“The secret of life, though, is to fall seven times and to get up eight times.” — Paulo Coelho, The Alchemist

Human beings are not immune to suffering and hardship. At some point in our lives, we will likely experience the pain of loss, hurt, or trauma. When disaster strikes, how do people move forward? How do they survive? What can we learn from individuals who have experienced intense suffering and move on to live fulfilling lives?

People all over the world have experienced trauma. Wars, genocide, poverty, natural disasters and terrorism have visited almost every country on the planet. Yet, nations, communities, and individuals have survived. Can we take a lesson from those who experience trauma and emerge stronger on the other side? What qualities do they have that allow them to experience suffering and then move forward with their lives?

Edison Pena is one such example. In 2010, Pena was one of 33 Chileans who became trapped in a collapsed mine for 69 days. He experienced the horror of not being able to escape and in his own words, described the mine as a “living hell.” During the first few days after the accident, Pena found himself feeling sick and reaching his emotional breaking point. It was then that he made the decision to start running. Facing 90 degree heat and humidity, he committed to 3–6 miles per day and ran to his favorite songs by Elvis Presley on his iPod. Pena recruited another miner to start running with him and quickly earned the nickname “the runner.”

Less than three weeks after his rescue, Edison Pena completed the New York City marathon. His intention was to motivate people and “convince them they can do what they set out to do in life.”

How did Pena survive trauma and go on to complete this stunning achievement? One word — resilience.

Resilience is the virtue that enables people to bounce back from hardship and become better. Pain, fear and suffering are an inevitable part of the human experience but it’s the choice we make to be resilient that can differentiate the outcome. Resilience is not something that comes naturally, it’s not easy, but anyone can cultivate it with an intentional choice.

How do we become resilient? Do we learn it? Sort of. We can read about it, but it’s a virtue that requires commitment and action. We can cultivate resilience in four ways: 1. Focus, 2. Feeling, 3. Model, and 4. Practice.

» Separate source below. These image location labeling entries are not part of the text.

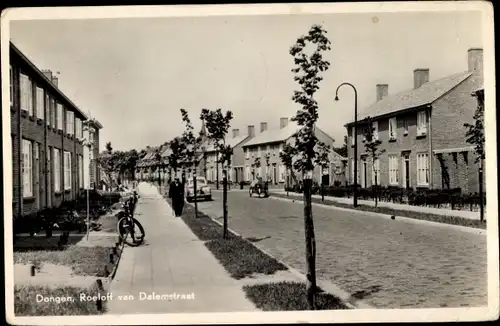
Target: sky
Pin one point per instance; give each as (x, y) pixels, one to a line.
(135, 74)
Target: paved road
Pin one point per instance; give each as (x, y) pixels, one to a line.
(402, 264)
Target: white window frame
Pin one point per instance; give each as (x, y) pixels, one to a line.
(376, 170)
(70, 122)
(422, 118)
(67, 170)
(422, 169)
(26, 94)
(375, 130)
(27, 168)
(57, 169)
(59, 116)
(393, 170)
(40, 100)
(80, 171)
(393, 125)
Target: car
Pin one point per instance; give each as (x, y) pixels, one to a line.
(203, 190)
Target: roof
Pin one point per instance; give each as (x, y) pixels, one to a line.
(274, 135)
(48, 83)
(413, 98)
(232, 142)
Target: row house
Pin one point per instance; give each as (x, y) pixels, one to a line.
(262, 153)
(47, 139)
(422, 132)
(236, 168)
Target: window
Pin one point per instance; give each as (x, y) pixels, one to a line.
(39, 103)
(375, 130)
(57, 170)
(393, 170)
(67, 170)
(27, 151)
(422, 120)
(392, 128)
(11, 86)
(405, 126)
(26, 94)
(281, 172)
(80, 171)
(376, 172)
(423, 169)
(70, 122)
(59, 116)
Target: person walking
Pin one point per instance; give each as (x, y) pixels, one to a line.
(176, 194)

The first way seems simple. Make a choice to focus on the positive. Set an intention. Commit. Reframe your story and find a positive way to move forward. Law of attraction states that what you focus on expands. Try to focus on the good of what comes next and less on the pain of the past (keep in mind that I am not telling you to ignore your feelings — more to come on that). Every day when you wake up, remind yourself of your focus and don’t beat yourself up when you slip into a ‘downward spiral’. Just focus again on your intention the next day.

The second way to become resilient is to honor your feelings — first the uncomfortable, then the comfortable. In order to process pain and grief, it’s important to experience the feelings. Cry, get angry, exercise, create — anything to let it out. It’s not good for you to keep it inside. Intense emotions emerge eventually. Once you feel lighter, conjure your desired feelings. For most people, this is joy and love. You can do this by focusing on activities or people that ‘light you up’, or simply meditating or visualizing something that helps conjure those feelings. Again, law of attraction states that like attracts like. When you feel more joy, you’ll notice joyful people and experiences will come into your life.

Next, seek out a mentor or role model. Studies show that a single person can make a difference in your life. Many adults fondly recall one teacher who encouraged them to follow their dreams and believe in themselves. One of the most famous examples of resilience, Oprah Winfrey, stated “my father turned my life around by insisting that I be more than I was. His love of learning showed me the way.” Find a role model. Connect. Believe what they say about you. Use their words to motivate you.

Finally, and most importantly, practice. Don’t expect the clarity to come all at once. Learning a new skill requires patience and commitment. Cultivate resilience through daily practice. Meditate, journal, set intentions, and make time for joy.

Is resilience one way for individuals, communities and even countries, to move through hardship? I believe it’s the ONLY way. With resilience brings joy, hope and love. If we can cultivate it individually, it will naturally spread to the people around us every single day. How about that for a domino effect?